His parents and Brian Ridley and Brendon Black gathered at his bedside. They phoned his sisters, Casey and Tessa, who both live overseas, and held the phone to his ear as the girls said their tearful goodbyes.

Half an hour later McRae slipped away.

Choking back the tears, Black said it was one of the saddest moments of his life.

"I was honoured that they would even let me be there but they said we were all family. And they are. There is a big part of the family gone and I don't know how long it will be before we can come back from that."

On Tuesday, he slept with McRae's riding whip under his pillow. The death touched people throughout the racing industry around the world.

"I'm not sure why it's big news," Ridley said.

"Two boys were killed in Melbourne racing the other day and I didn't even know about that. The story about Sam has made news all over the world. It is testament to what kind of boy he was, I think.

"You always say someone will be missed. But Sam, yeah, he was only 16, but he'd given so much and was so highly regarded. He was a kid but he was also an adult."

Friends from Macau held a memorial service on Thursday and at the Randwick racecourse in Sydney a minute's silence was observed on Monday.

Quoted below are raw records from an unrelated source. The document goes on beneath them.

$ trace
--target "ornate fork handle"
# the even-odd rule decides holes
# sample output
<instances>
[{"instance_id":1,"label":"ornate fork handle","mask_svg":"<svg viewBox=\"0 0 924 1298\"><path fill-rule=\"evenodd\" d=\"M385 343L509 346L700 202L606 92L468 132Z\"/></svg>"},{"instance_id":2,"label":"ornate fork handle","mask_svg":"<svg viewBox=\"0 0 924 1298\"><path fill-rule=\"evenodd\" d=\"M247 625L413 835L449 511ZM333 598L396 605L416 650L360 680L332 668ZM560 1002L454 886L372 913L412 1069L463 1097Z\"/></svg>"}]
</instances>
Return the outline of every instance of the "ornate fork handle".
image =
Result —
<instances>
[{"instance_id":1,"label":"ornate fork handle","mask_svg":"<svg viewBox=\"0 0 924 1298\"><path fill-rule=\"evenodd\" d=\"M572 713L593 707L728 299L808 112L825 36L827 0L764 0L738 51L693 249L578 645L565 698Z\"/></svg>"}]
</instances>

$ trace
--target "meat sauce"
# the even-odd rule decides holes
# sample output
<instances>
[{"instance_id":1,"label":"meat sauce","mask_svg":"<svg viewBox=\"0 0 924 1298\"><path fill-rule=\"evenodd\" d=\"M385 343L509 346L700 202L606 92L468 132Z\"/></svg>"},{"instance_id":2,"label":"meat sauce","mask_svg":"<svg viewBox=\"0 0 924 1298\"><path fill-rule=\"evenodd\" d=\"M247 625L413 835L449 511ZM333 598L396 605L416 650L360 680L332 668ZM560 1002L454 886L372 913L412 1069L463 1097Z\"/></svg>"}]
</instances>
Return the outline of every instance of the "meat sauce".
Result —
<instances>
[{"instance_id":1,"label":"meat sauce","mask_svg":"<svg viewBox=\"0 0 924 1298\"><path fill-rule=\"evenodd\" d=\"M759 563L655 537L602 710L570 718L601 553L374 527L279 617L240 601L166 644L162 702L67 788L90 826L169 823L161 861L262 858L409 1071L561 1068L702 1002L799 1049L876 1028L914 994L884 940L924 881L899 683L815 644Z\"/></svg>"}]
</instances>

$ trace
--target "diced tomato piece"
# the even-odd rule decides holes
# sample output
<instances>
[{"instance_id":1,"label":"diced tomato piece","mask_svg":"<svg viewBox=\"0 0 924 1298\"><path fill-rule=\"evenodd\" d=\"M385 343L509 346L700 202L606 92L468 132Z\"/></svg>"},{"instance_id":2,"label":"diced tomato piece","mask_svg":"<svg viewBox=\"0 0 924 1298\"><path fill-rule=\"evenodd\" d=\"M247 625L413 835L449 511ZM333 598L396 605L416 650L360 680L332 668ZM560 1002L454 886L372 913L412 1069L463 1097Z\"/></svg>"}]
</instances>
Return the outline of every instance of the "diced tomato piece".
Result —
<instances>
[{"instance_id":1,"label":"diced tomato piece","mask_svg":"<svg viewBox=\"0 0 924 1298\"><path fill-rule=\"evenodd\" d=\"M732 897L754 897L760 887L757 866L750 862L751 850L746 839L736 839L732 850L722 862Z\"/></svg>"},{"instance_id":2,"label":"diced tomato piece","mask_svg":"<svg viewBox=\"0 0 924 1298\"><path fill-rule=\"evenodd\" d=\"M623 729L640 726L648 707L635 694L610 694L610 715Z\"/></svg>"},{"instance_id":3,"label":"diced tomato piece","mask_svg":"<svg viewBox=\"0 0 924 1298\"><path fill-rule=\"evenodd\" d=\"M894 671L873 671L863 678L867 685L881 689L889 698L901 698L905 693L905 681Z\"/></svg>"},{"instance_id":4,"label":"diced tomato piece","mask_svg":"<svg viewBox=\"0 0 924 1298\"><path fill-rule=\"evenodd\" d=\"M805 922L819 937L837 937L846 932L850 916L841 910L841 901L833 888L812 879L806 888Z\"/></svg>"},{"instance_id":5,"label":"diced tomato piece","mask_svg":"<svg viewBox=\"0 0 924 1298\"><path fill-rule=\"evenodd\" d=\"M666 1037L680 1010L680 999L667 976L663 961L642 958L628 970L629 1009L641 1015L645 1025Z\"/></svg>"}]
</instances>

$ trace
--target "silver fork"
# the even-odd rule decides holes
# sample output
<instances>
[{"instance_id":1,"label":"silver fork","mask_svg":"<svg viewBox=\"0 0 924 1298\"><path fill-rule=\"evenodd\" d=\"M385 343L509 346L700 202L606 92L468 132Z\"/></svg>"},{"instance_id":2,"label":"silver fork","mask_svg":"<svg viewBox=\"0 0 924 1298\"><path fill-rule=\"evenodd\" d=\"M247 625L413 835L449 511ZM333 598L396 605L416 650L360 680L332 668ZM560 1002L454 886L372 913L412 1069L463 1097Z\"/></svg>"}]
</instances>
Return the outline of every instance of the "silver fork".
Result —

Similar tributes were made in New Zealand.

McRae should have been riding for Ridley on Wednesday at the second day of the Riverton meeting.

The horse, Art Scene, won. And Art Features - McCrae's favourite - won the previous race.

Both riders carried McCrae's whip and the other jockeys formed a guard of honour to see them back into the birdcage after their races - a gesture they repeated at McRae's funeral on Thursday while the commentary of his first winning race echoed out through the doors of the church.

"If there's one thing its taught me, it's to always do what you want to do. Life is short," Black said.

"Sam taught us that and I won't forget it."